As a 23-year-old go-getter, "I had to maximize every hour of the day," she says. "I never relaxed. I was always doing, and accomplishing, and obsessing about the future." The roller coaster of her diagnosis, and then her realization that she would be able to live a relatively normal life, "made me realize that I don’t really care about that," Ruddy says. She finds herself thinking, "I’m healthy, and I’m feeling good, so I’m just going to chill."
That said, she’s not a slacker. Pre-cancer, she wanted to travel, to be a writer, to have influence. The irony is that "what I thought was going to derail me, didn’t quite derail me." Ruddy wrote a book (My So-Called Normal Life) about having cancer. She’s traveled the world speaking about cancer. She realized that while she could accomplish a lot, "I didn’t need to be that crazy about all of it," Ruddy says. "I guess I just stopped waking up every day feeling like I have to conquer the world today. If watching Below Deck on Bravo is something that makes me happy for an hour at night as opposed to a number of other things I could be doing, I don’t beat myself up. I just do it."
Layla Banihashemi, a neuroscientist and assistant professor of psychiatry at the University of Pittsburgh, was diagnosed with breast cancer at age 32, a few months after getting married. She spent a year going through chemotherapy, surgery, and radiation.
Before her diagnosis, she says, "I was almost exclusively focused on my research and career." She hadn’t traveled much. "There were definitely things in the back of my mind that I wanted to pursue, like yoga teacher training or learning to how to play the guitar and write songs. But they stayed in the back of my mind because there was always something seemingly more important going on, and there was always a later or an after this is over." Banihashemi and her husband even decided to delay their honeymoon because they were busy with work. "I also spent a lot of time worrying intensely about the future—what will happen if my grant doesn’t get funded, what will I do with my life?— and not seeing any other possibilities."
The diagnosis changed that. Banihashemi learned "to act on the things I wish to do." After finishing most of her treatment, she wrote two songs with the help of a musician friend. She and her husband took their delayed honeymoon to Kauai. She took a singing class and two guitar classes. Currently, Banihashemi is taking a drawing class and learning to swim. She also began to address her spiritual side more.
"After my radiation treatments, I experienced some post-traumatic stress symptoms and began to seek out ways to heal on an emotional and spiritual level," Banihashemi says. "When these symptoms were at their worst, I decided to pursue the yoga teacher training I had wanted to do since college," she explains. "And although it would be time consuming, I couldn’t think of a reason not to do it." She spent 10 hours in the studio on weekends, finding peace and healing. Banihashemi spent more time in nature. "One thing that I devote much less time to is worrying about the future," she says. "I have a greater sense that I’m on the right path, and that things will work out exactly as they’re meant to."

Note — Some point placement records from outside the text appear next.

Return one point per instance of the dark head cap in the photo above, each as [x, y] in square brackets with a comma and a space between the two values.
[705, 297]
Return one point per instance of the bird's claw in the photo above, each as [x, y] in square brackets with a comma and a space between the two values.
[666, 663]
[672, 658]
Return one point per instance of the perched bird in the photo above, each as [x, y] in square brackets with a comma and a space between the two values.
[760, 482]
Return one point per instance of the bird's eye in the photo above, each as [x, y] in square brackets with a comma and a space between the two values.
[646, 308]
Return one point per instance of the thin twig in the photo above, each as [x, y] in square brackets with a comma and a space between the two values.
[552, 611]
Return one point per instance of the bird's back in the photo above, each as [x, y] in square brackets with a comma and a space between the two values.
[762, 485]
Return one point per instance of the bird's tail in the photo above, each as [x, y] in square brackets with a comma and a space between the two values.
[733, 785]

For all the different reactions, one theme emerges: Surviving tends to make people think that there is no point wasting time and energy on things that are neither meaningful nor enjoyable. "I don’t fool around with small stuff," says Hall. "I outsource as much as I possibly can now. I used to have a lawnmower but now I don’t." He also lives close to work to spend as little time as possible in the car.
Ruddy finds herself relaxed when things go wrong—a good trait to have while raising three small children. She can plan a great day, and then have the toddler throw up everywhere. "Next thing you know it’s 2 p.m. and I haven’t showered," she says. But "because I’ve had that experience, I know, thank God, there is going to be another day. It’s not the end of the world."